Jackson stressed that he was not acting on behalf of the Democratic presidential candidate, but met with the Israeli envoy as part of “my ongoing effort to seek peace in the world.”

FOCUS ON ZIONISM. ANTI-SEMITISM

Arad gave Jackson a detailed description of the Arab-Israeli conflict, stressing the Arab refusal to negotiate with the Jewish state and the Palestine Liberation Organization’s rejection of Israel’s existence.

The ambassador also discussed the 1975 United Nations resolution equating Zionism with racism, and explained what Zionism means to the Jewish people.

Arad opened the meeting by raising concerns about new expressions of anti-Semitism in some quarters of the black community. He specifically mentioned tensions in Chicago, where some black leaders made openly anti-Semitic remarks after an aide to Mayor Eugene Sawyer was dismissed for making viciously anti-Semitic remarks.

Arad said that leaders like Jackson, who lives in Chicago, should raise their voices against anti-Semitism.
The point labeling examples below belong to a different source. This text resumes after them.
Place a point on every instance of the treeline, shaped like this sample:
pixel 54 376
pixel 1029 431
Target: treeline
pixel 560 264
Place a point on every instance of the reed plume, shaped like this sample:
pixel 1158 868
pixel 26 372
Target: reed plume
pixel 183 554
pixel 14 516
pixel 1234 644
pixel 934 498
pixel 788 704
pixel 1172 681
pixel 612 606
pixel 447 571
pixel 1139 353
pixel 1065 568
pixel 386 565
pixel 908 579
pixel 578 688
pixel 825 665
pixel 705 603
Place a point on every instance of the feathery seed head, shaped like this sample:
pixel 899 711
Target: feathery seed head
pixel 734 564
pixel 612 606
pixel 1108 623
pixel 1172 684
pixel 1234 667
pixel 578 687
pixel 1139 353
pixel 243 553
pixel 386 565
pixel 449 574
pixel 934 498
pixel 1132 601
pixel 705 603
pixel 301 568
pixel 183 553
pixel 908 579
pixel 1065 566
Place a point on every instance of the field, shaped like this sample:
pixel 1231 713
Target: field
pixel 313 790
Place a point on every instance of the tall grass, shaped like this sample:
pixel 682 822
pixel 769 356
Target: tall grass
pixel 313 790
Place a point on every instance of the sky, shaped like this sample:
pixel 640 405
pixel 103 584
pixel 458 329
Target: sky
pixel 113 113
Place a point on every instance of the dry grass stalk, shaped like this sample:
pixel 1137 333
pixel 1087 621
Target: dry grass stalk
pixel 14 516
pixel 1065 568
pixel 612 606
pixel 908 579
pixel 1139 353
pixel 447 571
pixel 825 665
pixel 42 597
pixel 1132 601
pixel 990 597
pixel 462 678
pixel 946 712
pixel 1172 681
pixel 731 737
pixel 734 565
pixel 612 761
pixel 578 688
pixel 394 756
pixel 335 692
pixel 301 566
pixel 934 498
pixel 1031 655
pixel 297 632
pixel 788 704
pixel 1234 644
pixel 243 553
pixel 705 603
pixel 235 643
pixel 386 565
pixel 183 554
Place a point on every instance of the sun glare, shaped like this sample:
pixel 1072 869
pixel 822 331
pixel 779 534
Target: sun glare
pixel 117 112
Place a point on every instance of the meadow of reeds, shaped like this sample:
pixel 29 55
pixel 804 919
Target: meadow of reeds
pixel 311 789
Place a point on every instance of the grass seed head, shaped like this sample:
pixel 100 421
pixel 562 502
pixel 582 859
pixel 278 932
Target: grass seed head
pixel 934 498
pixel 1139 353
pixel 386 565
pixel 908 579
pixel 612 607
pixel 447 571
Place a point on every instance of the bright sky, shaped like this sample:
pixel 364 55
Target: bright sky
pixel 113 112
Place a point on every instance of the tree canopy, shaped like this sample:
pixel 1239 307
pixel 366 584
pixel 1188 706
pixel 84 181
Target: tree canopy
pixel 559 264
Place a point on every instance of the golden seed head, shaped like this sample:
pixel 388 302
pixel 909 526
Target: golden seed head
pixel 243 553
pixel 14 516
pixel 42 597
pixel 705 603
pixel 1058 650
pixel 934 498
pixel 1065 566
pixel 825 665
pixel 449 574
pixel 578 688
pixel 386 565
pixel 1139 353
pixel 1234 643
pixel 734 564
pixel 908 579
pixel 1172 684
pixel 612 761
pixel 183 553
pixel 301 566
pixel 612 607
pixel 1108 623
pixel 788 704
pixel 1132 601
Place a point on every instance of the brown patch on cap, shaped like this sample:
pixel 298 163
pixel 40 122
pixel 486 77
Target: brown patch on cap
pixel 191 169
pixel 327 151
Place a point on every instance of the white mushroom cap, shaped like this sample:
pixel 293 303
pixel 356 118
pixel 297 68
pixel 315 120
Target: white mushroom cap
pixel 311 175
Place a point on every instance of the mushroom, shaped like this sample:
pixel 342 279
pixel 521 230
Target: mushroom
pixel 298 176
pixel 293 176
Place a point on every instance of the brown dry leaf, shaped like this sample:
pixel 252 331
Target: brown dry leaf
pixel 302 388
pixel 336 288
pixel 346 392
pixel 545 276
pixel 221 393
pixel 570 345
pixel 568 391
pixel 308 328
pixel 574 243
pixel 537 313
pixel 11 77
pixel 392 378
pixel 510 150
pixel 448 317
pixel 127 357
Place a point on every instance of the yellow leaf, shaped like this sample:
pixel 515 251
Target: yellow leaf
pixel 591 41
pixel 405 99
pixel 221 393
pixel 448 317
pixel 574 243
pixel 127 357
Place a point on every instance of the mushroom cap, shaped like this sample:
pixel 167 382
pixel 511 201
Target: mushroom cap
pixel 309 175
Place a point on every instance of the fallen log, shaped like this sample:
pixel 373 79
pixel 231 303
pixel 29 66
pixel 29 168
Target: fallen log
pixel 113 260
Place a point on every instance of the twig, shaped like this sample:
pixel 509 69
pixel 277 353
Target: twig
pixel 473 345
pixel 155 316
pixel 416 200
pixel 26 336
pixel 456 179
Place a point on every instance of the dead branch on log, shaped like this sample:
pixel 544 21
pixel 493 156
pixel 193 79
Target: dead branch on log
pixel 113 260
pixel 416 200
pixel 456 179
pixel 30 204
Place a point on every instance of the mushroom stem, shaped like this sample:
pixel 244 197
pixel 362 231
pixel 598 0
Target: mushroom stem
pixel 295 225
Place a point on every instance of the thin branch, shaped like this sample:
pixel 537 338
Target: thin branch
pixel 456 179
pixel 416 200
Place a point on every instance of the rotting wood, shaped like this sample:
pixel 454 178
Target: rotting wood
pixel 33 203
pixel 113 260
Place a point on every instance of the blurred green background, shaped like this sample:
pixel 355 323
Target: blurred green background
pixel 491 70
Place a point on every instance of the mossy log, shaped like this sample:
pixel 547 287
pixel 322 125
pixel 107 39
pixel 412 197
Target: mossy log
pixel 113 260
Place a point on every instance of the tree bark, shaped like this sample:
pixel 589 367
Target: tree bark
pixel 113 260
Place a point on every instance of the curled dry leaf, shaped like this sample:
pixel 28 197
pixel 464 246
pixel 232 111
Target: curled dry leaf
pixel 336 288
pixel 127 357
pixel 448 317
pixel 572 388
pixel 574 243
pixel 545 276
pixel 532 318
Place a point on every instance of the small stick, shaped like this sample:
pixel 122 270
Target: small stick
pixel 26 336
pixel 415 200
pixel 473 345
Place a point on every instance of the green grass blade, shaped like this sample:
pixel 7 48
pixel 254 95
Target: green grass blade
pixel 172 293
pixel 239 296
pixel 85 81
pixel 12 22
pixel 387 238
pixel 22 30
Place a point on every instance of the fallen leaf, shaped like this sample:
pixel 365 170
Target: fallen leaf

But, according to the source, Arad made clear that he was speaking as a concerned Jew and that the issue should be discussed by black leaders with the leaders of the organized Jewish community in the United States.

During the New York primary campaign, Jackson turned down several invitations to meet with the Conference of Presidents of Major American Organizations and with the Jewish Community Relations Council of New York.

Jackson seemed to be still avoiding this type of meeting, since he said his meeting with Arad was an effort to establish “some kind of conduit for communications” between blacks and Jews.

Jackson described to Arad the close relations that existed between blacks and Jews in the civil rights struggle. He also noted that both Moses and King Solomon had black wives and that some of the first American soldiers who liberated Nazi concentration camps in World War II were blacks, the source said.

NEED TO ‘TALK WITH EACH OTHER’

At his news conference, Jackson also stressed it was important for Jews and blacks to “talk with each other and not about each other.”

He said the significance of his meeting with Arad “was just to get some sense of human touch, some sense of feeling, some sense of sharing, some commitment for ongoing dialogue, some commitment to remove barriers, some ability to agree to agree, or agree to disagree.”

But when he was asked about the Chicago situation, Jackson replied: “It’s not just Chicago and an aide to the mayor. It’s the mayor of New York himself saying that any Jew who would vote for me ‘would be crazy.’

“That statement traumatized many people, it hurt many people,” he said. “Yet we will not surrender to that level of politics and public discourse.”

New York City Mayor Edward Koch, who has been heavily criticized for his remarks about Jackson during the New York primary, actually said that Jews and other supporters of Israel would be crazy to vote for Jackson, because of his support of a Palestinian state.

Jackson and Koch have agreed to a request from New York Gov. Mario Cuomo that they meet to soothe over their differences. The meeting has not yet been scheduled.

Jackson and Arad also discussed Israel’s relations with South Africa and the situation of the Black Hebrews in Israel.

Jackson was accompanied by his son, Jonathan; Rep. Mervyn Dymally (D-Calif.); Percy Sutton of New York, who had been a leader in his presidential campaign; and two American Jews, R. Peter Strauss of New York and Ed Elson of Atlanta.